A native of North Dakota, Dr. Walker received his Bachelor’s of Arts in Biology from Drake University, in Des Moines, Iowa (1990). He received a Master’s Degree in Biology from Dalhousie University, Halifax, Nova Scotia, studying the reproductive behavior of male harbor seals (Phoca vitulina - 1992). He next spent four years as a Wildlife Biologist for NOAA – working in Antarctica studying foraging and breeding patterns in Antarctic fur seals (Arctocephalus gazella). He returned to graduate school to pursue a PhD in the Department of Zoology at the University of Washington, in Seattle, examining how human disturbances – in this case, ecotourism – affected the development and expression of the glucocorticoid stress response in Magellanic penguins (Spheniscus magellanicus). Following the completion of his PhD (2003), Dr. Walker undertook a one-year post-doc research position at Arizona State University (2003-2004), followed by temporary teaching positions at the University of Washington and Seattle Central Community College (2004-2005). After a one-year visiting Assistant Professor position at Gonzaga University, in Spokane WA (2005-2006), Dr.

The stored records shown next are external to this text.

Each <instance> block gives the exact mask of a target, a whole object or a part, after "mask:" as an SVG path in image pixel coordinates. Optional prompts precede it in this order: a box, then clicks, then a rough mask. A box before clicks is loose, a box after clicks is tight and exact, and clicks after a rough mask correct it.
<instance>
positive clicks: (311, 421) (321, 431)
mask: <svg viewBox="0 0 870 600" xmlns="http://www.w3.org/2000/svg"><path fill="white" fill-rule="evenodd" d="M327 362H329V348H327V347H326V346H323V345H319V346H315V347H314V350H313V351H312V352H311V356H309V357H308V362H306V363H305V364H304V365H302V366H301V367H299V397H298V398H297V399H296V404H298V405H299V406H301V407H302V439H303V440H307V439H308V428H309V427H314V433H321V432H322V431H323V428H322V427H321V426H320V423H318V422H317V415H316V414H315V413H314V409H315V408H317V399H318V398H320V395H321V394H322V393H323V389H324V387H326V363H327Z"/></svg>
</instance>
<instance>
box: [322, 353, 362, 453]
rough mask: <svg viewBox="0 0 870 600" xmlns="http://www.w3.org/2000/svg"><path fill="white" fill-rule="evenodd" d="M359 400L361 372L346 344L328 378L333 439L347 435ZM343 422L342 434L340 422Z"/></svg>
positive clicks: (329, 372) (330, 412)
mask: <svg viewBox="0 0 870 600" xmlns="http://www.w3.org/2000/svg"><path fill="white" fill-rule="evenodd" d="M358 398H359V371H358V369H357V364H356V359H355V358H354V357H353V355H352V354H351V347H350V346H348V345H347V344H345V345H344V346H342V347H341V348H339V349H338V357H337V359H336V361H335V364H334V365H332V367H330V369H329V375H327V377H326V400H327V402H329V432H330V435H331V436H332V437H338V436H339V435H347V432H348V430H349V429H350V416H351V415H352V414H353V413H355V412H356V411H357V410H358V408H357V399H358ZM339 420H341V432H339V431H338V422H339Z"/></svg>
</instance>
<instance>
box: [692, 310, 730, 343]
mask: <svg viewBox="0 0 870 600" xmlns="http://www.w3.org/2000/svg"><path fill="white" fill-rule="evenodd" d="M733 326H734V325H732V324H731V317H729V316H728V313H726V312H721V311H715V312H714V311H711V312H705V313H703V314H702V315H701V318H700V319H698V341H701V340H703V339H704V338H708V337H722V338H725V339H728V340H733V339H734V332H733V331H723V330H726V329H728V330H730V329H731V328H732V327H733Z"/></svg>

Walker joined the Biology department at Fairfield University as an Assistant Professor in the Fall of 2006, and was granted tenure and promotion to Associate Professor in 2010 and promotion to Full Professor in the spring of 2017.  Dr. Walker serves as an advisory professor for the University’s Environmental Studies, Latin American and Caribbean Studies (LACS) and Health Studies (HS) Programs, and has served as director for both LACS and HS.  Dr. Walker was Chair of the Biology Department from 2010 - 2014, during which time he was awarded a prestigious Fulbright Fellowship to spend the fall semester of 2012 at the Universidade Estadual do Norte Fluminense (UENF) in Campos dos Goytocazes, Brazil.  He recently returned to the Biology department after serving a 3-year term as Associate Dean for the College of Arts & Sciences, and is enjoying a one-year research sabbatical. During the sabbatical, Dr. Walker returned to Argentina for a three-month field season to collect follow up data on tourism stress in Magellanic penguins.  Currently, he is analyzing the data from the field, and also beginning some interesting new research projects on stress in another crazy beast….the human.